Conditional Panoramic Image Generation via Masked Autoregressive Modeling¶
Conference: NeurIPS 2025 arXiv: 2505.16862 Code: https://wang-chaoyang.github.io/project/par (project page) Area: Panoramic Image Generation / Autoregressive Modeling Keywords: panoramic image generation, masked autoregressive modeling (MAR), equirectangular projection, circular padding, consistency alignment
TL;DR¶
This paper proposes PAR (Panoramic AutoRegressive model), the first framework to unify text-to-panorama (T2P) and panorama outpainting (PO) under masked autoregressive modeling. PAR addresses the boundary discontinuity inherent in ERP panoramas through a circular translation consistency loss and dual-space circular padding, achieving an FID of 37.37 on Matterport3D while demonstrating strong scalability and zero-shot generalization.
Background & Motivation¶
Panoramic (360°) image generation is in high demand for VR/AR, autonomous driving, and visual navigation. Existing methods suffer from two major limitations:
-
Theoretical flaws in diffusion models: Most existing methods are built on diffusion models, yet mapping a sphere to a 2D plane via ERP introduces non-uniform spatial distortion—pixels near the poles exhibit higher variance than equatorial pixels. This violates the i.i.d. Gaussian noise assumption central to diffusion models (Appendix A provides a rigorous mathematical proof: ERP pixel noise variance is inversely proportional to the sine of latitude).
-
Task fragmentation: T2P and PO are typically treated as independent tasks—the former fine-tunes Stable Diffusion while the latter uses SD-inpainting variants—resulting in separate architectures and datasets. Even Omni2, which attempts unification, requires elaborate multi-task data engineering.
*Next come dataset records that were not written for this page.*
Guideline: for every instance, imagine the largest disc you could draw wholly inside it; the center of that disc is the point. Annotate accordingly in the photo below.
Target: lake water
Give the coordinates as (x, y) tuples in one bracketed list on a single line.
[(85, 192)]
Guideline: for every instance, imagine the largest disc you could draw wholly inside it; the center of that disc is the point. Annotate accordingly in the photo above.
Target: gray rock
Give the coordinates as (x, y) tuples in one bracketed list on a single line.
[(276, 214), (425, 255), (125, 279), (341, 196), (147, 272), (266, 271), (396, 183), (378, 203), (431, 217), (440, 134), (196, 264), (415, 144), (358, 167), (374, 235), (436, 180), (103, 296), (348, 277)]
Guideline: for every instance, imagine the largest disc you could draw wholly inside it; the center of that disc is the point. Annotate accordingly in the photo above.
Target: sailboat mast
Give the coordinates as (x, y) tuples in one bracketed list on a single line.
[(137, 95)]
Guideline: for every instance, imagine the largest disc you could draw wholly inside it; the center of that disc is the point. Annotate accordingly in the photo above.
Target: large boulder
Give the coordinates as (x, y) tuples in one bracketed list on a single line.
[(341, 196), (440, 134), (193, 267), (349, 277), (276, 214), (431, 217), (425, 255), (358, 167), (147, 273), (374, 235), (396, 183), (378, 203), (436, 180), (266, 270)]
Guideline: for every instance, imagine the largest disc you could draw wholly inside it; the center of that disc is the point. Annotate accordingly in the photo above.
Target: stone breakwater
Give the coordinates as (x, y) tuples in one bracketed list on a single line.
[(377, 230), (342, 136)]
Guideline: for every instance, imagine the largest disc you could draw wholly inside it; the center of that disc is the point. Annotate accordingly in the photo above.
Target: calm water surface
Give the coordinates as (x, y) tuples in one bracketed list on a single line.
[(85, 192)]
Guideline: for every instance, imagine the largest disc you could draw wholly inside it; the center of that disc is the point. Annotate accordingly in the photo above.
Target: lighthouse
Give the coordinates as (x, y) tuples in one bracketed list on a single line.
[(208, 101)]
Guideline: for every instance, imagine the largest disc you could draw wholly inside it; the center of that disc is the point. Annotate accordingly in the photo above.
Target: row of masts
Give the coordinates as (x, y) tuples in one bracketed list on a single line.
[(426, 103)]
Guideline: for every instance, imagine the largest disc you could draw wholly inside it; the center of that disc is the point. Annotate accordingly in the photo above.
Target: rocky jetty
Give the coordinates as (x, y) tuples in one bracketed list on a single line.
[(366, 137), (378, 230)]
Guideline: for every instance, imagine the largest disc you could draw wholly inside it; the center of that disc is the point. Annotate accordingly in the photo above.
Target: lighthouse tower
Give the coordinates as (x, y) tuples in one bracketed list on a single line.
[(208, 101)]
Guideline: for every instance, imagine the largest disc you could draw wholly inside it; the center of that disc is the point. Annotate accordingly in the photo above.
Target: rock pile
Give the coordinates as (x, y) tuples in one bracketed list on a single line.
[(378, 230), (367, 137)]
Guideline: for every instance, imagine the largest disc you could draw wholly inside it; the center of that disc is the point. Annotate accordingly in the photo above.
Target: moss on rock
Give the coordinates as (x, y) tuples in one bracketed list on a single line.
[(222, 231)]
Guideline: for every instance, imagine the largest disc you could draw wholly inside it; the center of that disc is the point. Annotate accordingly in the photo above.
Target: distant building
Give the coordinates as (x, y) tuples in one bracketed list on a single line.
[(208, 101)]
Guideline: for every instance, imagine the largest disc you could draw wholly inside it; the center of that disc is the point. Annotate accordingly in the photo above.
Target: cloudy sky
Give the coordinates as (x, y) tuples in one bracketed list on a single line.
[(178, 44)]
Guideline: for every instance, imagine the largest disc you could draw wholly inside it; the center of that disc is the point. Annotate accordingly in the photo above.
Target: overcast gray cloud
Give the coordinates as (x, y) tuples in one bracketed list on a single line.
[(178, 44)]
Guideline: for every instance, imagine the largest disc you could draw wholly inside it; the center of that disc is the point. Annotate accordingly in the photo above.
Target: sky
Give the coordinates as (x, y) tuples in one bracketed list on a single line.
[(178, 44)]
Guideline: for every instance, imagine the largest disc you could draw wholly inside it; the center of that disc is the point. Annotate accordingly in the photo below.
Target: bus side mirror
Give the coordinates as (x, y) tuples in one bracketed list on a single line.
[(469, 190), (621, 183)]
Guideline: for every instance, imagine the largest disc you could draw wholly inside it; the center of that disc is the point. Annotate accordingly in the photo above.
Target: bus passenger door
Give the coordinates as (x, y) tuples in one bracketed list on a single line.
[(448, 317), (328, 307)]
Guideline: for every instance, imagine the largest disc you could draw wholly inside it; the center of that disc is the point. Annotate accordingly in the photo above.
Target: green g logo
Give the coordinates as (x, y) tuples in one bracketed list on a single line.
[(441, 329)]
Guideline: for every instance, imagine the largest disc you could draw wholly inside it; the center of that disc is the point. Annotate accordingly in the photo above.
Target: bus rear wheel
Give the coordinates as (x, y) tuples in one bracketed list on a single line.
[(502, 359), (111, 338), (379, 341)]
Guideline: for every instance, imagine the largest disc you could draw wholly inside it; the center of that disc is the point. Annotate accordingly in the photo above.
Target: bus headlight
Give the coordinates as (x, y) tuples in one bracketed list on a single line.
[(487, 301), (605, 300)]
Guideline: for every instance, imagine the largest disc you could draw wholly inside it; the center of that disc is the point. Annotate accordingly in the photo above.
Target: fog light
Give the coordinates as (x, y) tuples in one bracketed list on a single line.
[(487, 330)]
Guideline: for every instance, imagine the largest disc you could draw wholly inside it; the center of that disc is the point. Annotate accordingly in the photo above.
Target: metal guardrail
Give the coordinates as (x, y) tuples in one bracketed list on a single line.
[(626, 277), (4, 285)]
Additionally, existing methods suffer from redundant modeling: bottom-up methods accumulate errors through iterative inpainting, while top-down methods incur unnecessary computational overhead via global-local dual branches.
Core Problem¶
How to design a theoretically sound and task-unified framework for panoramic image generation? Specifically: (1) avoid the i.i.d. conflict between diffusion models and ERP; (2) handle both T2P and PO with a single architecture and objective, without task-specific data engineering.
Method¶
Overall Architecture¶
PAR is built on masked autoregressive modeling (MAR). The overall pipeline is as follows: - Input: panoramic images are compressed into a latent representation via a VAE encoder, then patchified into a sequence of visual tokens. - Masked encoder: a subset of tokens is randomly masked; unmasked tokens are fused with text embeddings (encoded by Phi-2) in the encoder. - Decoder: encoder outputs are fed into the decoder and interact with masked tokens to produce a conditioning signal \(z\). - Denoising MLP: a lightweight MLP \(\epsilon_\theta\) conditioned on \(z\) denoises noise-corrupted latents to generate continuous tokens (rather than discrete tokens, reducing quantization error). - VAE decoder: reconstructs the panoramic image in pixel space.
Key unification insight: T2P corresponds to \(\mathcal{S}_k = \emptyset\) (all tokens must be generated), while PO corresponds to \(\mathcal{S}_k \neq \emptyset\) (tokens from known regions serve as conditions). Both tasks are naturally unified under the MAR framework. Traditional raster-scan AR cannot handle PO (since known regions are not necessarily at the beginning of the sequence), whereas MAR supports generation in arbitrary order, elegantly resolving this issue.
Key Designs¶
-
Circular Translation Consistency Loss: ERP panoramas are equivariant under horizontal circular translation—shifting an image by \(v\) pixels horizontally preserves semantic content (only the starting longitude changes). Exploiting this property, the model forward-passes both the original input \((x, \epsilon, M)\) and the translated input \((\mathcal{T}_v(x), \mathcal{T}_v(\epsilon), \mathcal{T}_v(M))\), enforcing equivariance between their outputs: \(\mathcal{L}_{consistency} = M' \circ ||\mathcal{T}_v(y) - y'||^2\). This compels the model to internalize the cyclic nature of ERP. Note: this constraint is valid only for panoramas; translating perspective images introduces discontinuous boundaries that break semantic equivalence.
-
Dual-space Circular Padding: During VAE encoding/decoding, edge pixels have incomplete receptive fields (only one-sided context), causing left-right boundary discontinuities. The solution applies circular padding in two spaces:
- Pre-padding (pixel space): before VAE encoding, strips of width \(rW/2\) are cropped from the left and right edges and appended to the opposite sides, providing sufficient boundary context for the encoder → ensures semantic-level continuity.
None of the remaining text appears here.